Adam Grant: “Givers add more value than takers. Studies show that tech companies are more profitable when servant leaders are at the helm. The competitive advantage comes from treating people better than they expect and earning their trust, which makes it easier to attract, motivate and retain talent. That doesn’t mean being soft on people. Servant leaders aren’t shy about dishing out tough love. But they put their mission above their ego, and they care about people as much as performance.”
Stanley McChrystal: “Fear defines us. Not by its presence, but by how we respond to it. There are two kinds of fear. The first is primal. It grips us when lightning strikes too close or when the crack of a bullet signals imminent danger. In those moments, our bodies freeze, and our focus narrows. But with time, experience and discipline, we recover. We learn to navigate perilous situations, even to function in the face of fear. The second kind of fear is more insidious. It seeps into our daily lives, lingers in the background and dictates our choices without us realizing it. America has always known fear — war, economic pain, uncertainty…There is no magic cure for fear. But there is an antidote: rules.”

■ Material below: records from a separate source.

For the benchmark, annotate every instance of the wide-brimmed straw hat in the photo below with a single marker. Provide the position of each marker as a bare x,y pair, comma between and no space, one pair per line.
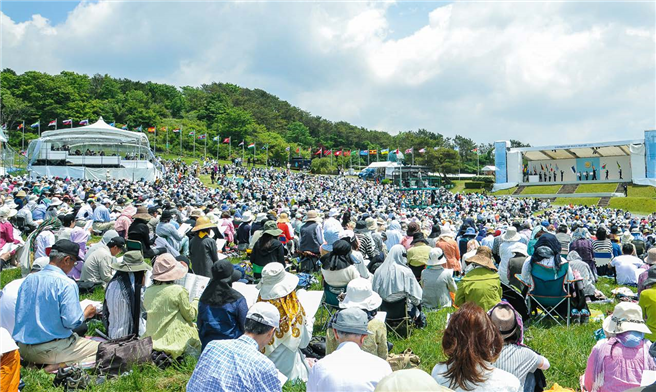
511,235
167,268
276,282
627,316
483,257
202,223
359,294
132,262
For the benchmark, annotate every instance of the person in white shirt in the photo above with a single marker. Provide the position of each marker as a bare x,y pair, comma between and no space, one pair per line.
348,368
627,266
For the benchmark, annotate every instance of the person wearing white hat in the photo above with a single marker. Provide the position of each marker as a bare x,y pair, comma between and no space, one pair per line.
359,294
437,282
238,364
617,363
349,368
277,287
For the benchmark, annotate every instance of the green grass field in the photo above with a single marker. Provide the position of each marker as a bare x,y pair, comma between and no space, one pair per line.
566,348
596,188
541,190
583,201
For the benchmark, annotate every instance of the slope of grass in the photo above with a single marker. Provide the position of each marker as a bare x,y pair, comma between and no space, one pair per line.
596,188
541,190
583,201
639,205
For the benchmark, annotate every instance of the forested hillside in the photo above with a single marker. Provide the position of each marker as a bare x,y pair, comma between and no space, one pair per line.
217,110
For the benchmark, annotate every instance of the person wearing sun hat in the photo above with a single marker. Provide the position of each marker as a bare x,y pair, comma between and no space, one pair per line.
170,313
515,358
202,248
122,306
277,287
618,362
437,282
481,285
267,249
359,294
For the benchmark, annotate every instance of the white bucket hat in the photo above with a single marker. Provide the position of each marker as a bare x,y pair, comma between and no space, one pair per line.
359,294
276,282
626,316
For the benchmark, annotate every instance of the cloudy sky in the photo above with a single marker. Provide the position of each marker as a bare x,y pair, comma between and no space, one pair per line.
541,72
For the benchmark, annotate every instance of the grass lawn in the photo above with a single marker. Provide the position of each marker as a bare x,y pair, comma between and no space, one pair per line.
584,201
541,190
596,188
566,348
639,205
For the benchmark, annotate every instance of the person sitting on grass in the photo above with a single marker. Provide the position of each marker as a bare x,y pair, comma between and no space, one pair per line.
515,357
221,309
48,311
170,314
618,362
472,343
237,364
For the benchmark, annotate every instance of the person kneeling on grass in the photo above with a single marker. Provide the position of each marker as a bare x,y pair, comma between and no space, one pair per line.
237,364
618,362
48,310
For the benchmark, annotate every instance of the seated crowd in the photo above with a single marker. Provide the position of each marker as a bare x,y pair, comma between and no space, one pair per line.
375,259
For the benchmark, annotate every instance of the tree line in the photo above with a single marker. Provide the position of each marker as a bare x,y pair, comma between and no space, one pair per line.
219,111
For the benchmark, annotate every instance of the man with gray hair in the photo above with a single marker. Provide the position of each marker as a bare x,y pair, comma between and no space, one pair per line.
348,368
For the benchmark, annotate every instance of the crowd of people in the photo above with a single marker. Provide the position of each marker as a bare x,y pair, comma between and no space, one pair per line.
478,253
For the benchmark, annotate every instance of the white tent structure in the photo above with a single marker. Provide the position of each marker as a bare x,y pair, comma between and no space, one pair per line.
95,151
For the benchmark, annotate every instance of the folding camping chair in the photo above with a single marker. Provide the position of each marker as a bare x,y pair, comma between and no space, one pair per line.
397,319
330,301
549,289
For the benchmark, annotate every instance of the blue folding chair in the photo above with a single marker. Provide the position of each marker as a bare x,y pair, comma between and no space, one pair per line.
549,289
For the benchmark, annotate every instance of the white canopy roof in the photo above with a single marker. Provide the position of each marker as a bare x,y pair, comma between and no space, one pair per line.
589,150
99,131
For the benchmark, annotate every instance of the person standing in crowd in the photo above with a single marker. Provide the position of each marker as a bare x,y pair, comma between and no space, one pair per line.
202,248
437,282
472,344
618,362
516,358
48,311
481,285
170,314
122,310
237,364
221,309
349,367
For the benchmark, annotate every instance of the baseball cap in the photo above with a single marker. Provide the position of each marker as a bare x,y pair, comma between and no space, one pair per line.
264,313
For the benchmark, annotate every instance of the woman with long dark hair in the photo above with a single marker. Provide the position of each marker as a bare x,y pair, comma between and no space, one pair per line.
472,343
267,249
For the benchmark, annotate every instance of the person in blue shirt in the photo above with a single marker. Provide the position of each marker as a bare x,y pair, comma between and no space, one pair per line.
238,364
221,309
101,219
48,310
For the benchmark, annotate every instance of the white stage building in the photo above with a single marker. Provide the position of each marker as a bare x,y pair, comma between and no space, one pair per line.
95,151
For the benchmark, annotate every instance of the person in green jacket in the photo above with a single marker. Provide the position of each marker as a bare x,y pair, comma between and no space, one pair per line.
481,285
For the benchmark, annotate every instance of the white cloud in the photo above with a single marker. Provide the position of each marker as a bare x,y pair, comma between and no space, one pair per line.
538,72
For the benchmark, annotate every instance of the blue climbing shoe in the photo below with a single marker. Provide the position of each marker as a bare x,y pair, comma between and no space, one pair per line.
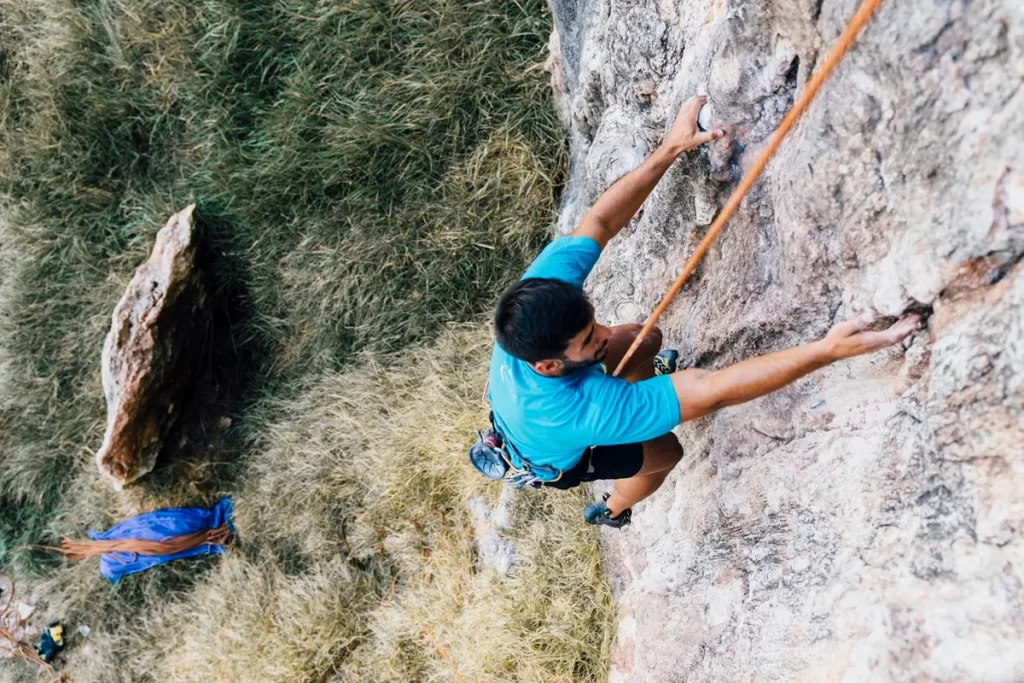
666,361
599,515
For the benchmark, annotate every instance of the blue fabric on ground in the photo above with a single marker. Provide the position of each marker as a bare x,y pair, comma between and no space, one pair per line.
160,525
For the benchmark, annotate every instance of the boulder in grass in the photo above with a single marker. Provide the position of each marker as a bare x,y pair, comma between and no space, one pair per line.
152,352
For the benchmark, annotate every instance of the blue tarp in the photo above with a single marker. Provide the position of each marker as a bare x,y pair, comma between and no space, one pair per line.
160,525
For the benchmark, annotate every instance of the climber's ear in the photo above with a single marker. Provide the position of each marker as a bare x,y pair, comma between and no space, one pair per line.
550,368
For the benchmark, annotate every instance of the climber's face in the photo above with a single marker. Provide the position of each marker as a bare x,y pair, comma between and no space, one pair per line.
588,348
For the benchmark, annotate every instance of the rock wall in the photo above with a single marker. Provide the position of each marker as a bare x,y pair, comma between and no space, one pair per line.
864,524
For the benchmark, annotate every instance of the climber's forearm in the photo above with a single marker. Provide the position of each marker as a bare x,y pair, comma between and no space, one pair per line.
701,392
621,202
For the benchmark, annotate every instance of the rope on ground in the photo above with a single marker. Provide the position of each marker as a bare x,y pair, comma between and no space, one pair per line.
10,621
79,550
843,44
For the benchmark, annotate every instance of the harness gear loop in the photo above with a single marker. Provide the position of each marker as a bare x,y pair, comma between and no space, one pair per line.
843,44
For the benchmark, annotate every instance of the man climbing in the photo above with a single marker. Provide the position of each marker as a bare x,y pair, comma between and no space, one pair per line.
559,413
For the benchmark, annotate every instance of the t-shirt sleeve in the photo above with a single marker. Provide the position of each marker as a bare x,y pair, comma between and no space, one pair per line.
622,413
569,259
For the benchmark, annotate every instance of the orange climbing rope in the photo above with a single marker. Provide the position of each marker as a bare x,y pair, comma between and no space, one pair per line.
844,43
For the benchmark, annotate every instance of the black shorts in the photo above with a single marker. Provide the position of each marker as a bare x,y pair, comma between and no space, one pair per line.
603,462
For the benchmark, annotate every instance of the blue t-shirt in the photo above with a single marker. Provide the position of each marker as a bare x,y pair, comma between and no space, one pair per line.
553,420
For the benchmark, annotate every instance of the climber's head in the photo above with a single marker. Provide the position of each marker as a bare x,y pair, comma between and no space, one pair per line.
550,325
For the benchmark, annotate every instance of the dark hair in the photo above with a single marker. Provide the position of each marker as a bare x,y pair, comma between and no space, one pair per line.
537,317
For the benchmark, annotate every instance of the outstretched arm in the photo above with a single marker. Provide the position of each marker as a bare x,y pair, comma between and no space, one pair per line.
622,201
701,392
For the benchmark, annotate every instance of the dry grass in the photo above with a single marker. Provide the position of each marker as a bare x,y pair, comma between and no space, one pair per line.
370,173
357,561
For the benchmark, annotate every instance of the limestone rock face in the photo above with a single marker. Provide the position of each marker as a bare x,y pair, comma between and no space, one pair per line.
867,522
152,350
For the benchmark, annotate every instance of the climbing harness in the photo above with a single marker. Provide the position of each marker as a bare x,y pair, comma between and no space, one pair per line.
843,44
10,626
496,458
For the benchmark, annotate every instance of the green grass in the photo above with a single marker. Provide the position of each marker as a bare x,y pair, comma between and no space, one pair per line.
369,173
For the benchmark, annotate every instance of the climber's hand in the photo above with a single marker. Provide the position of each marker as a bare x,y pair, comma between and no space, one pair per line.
853,338
685,134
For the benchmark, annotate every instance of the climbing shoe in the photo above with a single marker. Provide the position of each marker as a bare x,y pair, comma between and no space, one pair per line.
599,515
665,361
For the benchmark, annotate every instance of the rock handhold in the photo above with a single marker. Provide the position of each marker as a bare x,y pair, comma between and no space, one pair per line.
152,351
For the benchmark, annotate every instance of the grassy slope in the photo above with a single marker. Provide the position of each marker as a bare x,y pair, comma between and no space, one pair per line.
369,172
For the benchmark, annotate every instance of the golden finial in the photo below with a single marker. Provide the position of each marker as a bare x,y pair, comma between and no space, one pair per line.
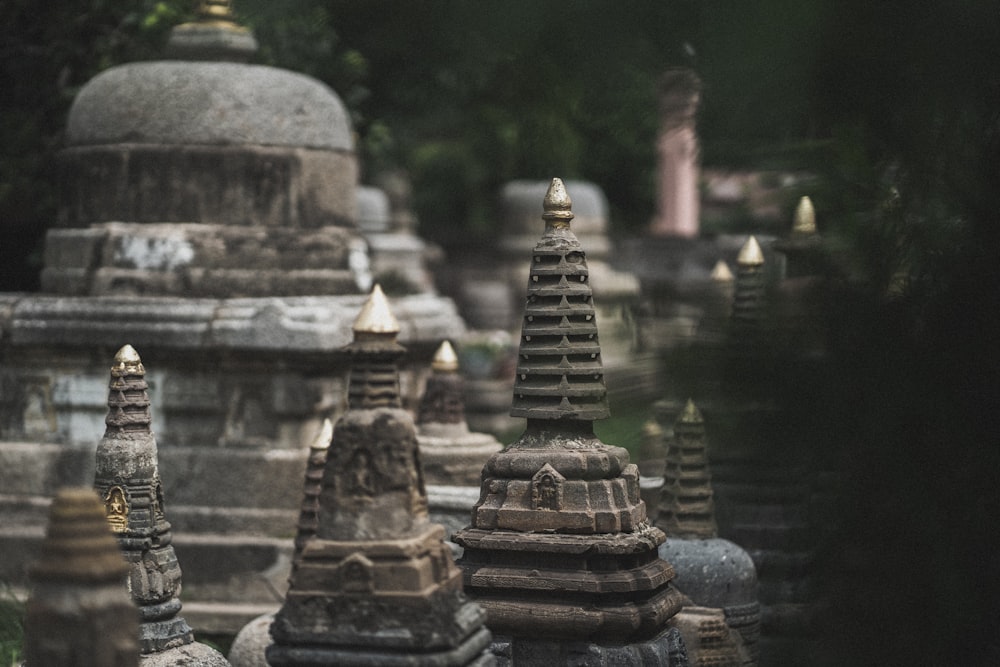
127,362
323,438
722,273
691,414
375,316
220,11
805,218
557,206
750,253
445,359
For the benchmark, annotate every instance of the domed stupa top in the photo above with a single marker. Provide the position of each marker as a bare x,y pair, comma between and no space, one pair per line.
200,100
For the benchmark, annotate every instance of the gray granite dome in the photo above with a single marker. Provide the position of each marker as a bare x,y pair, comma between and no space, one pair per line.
214,103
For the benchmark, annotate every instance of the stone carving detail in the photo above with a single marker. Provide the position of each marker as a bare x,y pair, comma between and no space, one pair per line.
116,508
546,492
376,584
559,549
78,613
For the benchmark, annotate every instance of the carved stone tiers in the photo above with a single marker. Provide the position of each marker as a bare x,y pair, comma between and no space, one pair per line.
79,613
559,549
127,478
687,505
377,584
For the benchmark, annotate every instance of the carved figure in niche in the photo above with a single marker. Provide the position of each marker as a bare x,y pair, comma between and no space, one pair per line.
546,491
158,502
116,509
362,482
356,575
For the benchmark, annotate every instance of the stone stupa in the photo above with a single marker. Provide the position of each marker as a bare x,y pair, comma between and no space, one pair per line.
559,551
714,573
377,584
79,613
127,478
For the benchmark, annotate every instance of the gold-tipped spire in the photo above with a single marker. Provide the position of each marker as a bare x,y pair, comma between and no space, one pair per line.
750,253
323,438
127,362
721,273
376,317
557,206
691,414
805,218
220,11
445,359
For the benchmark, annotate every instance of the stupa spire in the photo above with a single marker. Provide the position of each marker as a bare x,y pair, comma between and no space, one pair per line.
79,613
687,507
374,379
805,218
127,478
309,510
374,583
215,34
558,492
560,374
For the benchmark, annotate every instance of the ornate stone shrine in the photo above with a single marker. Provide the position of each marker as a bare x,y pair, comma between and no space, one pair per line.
377,584
559,551
714,573
207,216
127,478
79,613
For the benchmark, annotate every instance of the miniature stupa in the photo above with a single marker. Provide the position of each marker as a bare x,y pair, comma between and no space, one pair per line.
748,293
687,507
127,478
714,573
559,552
309,511
78,613
452,455
376,584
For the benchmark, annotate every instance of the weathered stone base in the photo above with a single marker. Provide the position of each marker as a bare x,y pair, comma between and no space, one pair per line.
188,655
473,652
666,650
606,587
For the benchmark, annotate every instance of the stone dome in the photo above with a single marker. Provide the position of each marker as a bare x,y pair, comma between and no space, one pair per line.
207,103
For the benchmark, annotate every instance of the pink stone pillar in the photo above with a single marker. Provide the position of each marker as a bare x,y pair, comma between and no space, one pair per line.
677,205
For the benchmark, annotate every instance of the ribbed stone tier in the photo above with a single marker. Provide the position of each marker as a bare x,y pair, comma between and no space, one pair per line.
376,585
559,551
127,478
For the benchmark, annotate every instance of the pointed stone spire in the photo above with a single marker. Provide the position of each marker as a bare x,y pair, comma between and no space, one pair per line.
558,492
374,379
805,218
309,511
451,454
213,35
559,374
721,273
79,613
127,478
376,583
443,401
748,293
687,506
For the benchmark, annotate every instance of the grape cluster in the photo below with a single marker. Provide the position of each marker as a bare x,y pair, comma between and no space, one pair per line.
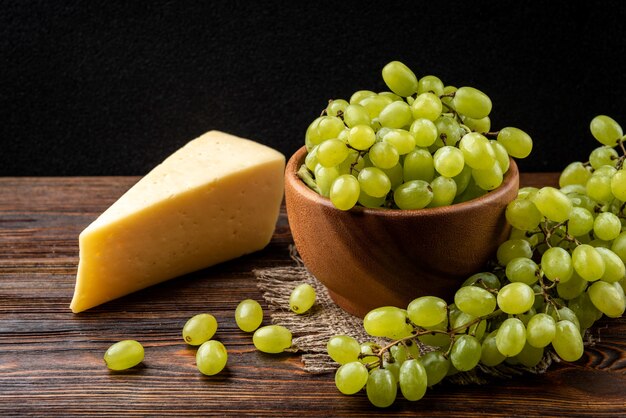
422,144
560,271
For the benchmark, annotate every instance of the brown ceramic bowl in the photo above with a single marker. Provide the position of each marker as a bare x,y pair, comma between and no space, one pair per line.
368,258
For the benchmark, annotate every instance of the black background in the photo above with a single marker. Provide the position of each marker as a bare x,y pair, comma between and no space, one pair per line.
112,88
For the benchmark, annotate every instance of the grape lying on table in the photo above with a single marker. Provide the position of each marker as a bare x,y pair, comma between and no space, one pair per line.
422,144
561,270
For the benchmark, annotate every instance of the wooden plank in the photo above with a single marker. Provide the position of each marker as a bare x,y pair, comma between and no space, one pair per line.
51,360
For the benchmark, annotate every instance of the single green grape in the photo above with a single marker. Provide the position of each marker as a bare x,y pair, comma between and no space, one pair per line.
123,355
199,328
248,315
211,357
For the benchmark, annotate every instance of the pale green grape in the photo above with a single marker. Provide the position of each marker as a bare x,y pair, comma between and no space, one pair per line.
607,299
605,130
419,165
607,226
522,269
351,377
567,341
413,380
427,311
448,161
199,328
523,214
272,339
211,357
427,106
343,349
248,315
517,142
556,264
414,194
396,115
302,298
511,337
472,102
588,262
515,298
381,388
400,79
123,355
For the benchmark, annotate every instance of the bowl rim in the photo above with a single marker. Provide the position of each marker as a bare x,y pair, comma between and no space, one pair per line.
511,179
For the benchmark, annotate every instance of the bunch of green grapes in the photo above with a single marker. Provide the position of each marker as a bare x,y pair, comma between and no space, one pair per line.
561,270
422,144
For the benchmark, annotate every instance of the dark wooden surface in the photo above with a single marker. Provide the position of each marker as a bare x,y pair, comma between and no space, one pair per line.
51,360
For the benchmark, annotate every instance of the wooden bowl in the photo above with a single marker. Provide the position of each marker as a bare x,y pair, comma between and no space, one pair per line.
368,258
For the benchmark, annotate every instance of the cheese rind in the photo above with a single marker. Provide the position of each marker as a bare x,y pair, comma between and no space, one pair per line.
215,199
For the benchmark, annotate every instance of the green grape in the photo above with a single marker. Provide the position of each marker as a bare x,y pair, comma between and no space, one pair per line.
344,192
384,155
477,152
475,301
602,156
448,161
413,380
444,191
605,130
427,311
419,165
400,79
436,365
199,328
414,194
522,269
248,315
272,339
607,226
540,330
211,357
355,115
384,321
490,178
517,142
556,264
361,137
513,248
580,222
343,349
607,299
490,355
351,377
427,106
424,131
618,185
588,262
381,388
396,115
568,342
523,214
511,337
552,204
472,102
402,140
515,298
302,298
123,355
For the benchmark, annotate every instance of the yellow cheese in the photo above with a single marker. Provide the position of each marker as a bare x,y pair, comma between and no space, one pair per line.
213,200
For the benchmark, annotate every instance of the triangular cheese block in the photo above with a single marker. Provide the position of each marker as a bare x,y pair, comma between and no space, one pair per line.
215,199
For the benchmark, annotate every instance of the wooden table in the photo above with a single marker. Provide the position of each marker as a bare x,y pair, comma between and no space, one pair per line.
51,360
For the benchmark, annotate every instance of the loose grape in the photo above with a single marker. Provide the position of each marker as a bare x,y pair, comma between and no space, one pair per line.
123,355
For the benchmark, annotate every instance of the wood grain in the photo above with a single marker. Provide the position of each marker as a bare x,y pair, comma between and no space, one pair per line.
51,360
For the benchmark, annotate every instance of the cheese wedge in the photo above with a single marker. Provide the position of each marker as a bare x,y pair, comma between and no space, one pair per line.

WSJ: “As China produced more and more stuff, America became even more adept at producing services. Many of these can’t be traded globally: Somebody in London can’t easily go to a dentist in San Diego. But some, like software and other intellectual property items, can. In 2023, the U.S. exported $24 billion in advertising services, for example. The U.S. now exports in excess of $1 trillion-worth of services—far more than any other country. Moreover, America’s services exports are undercounted as a result of companies moving overseas the rights to intellectual property developed in the U.S.—like patents and trademarks—for tax purposes…In new research, Hanson and Enrico Moretti find that in 1980 manufacturing accounted for 39% of the U.S. jobs where workers earned high wages (after adjusting for factors such as education). By 2021 that had dropped to 20%. Over the same period, the share of high-paying jobs in the finance, professional and legal industries jumped from 8% to 26%.”
Marc Benioff: “I would say that it is the beginning of digital labour and that it has been fun being in the software industry. Enterprise software is maybe a multi $100 billion or total addressable market right now. It is a $3-12 trillion opportunity in digital labour, and agents and robots – and yes, apps and data are still going to be a critical part of it, though.”
FT: “Factories across China at the low-end of manufacturing are facing the same dilemma — either they invest in automation that shrinks the number of jobs, or they slowly wither away. The result, in the view of researchers and economists, is a painful shift away from low-cost, labour-intensive production that could leave millions of older, lower skilled workers in the lurch. Analysis of 12 labour-intensive manufacturing industries between 2011 and 2019 by academics at Changzhou University, Yancheng Teachers University and Henan University found that average employment shrank by roughly 14 per cent, or nearly 4mn roles, between 2011 and 2019. Roles in the textile industry shrank 40 per cent over the period.”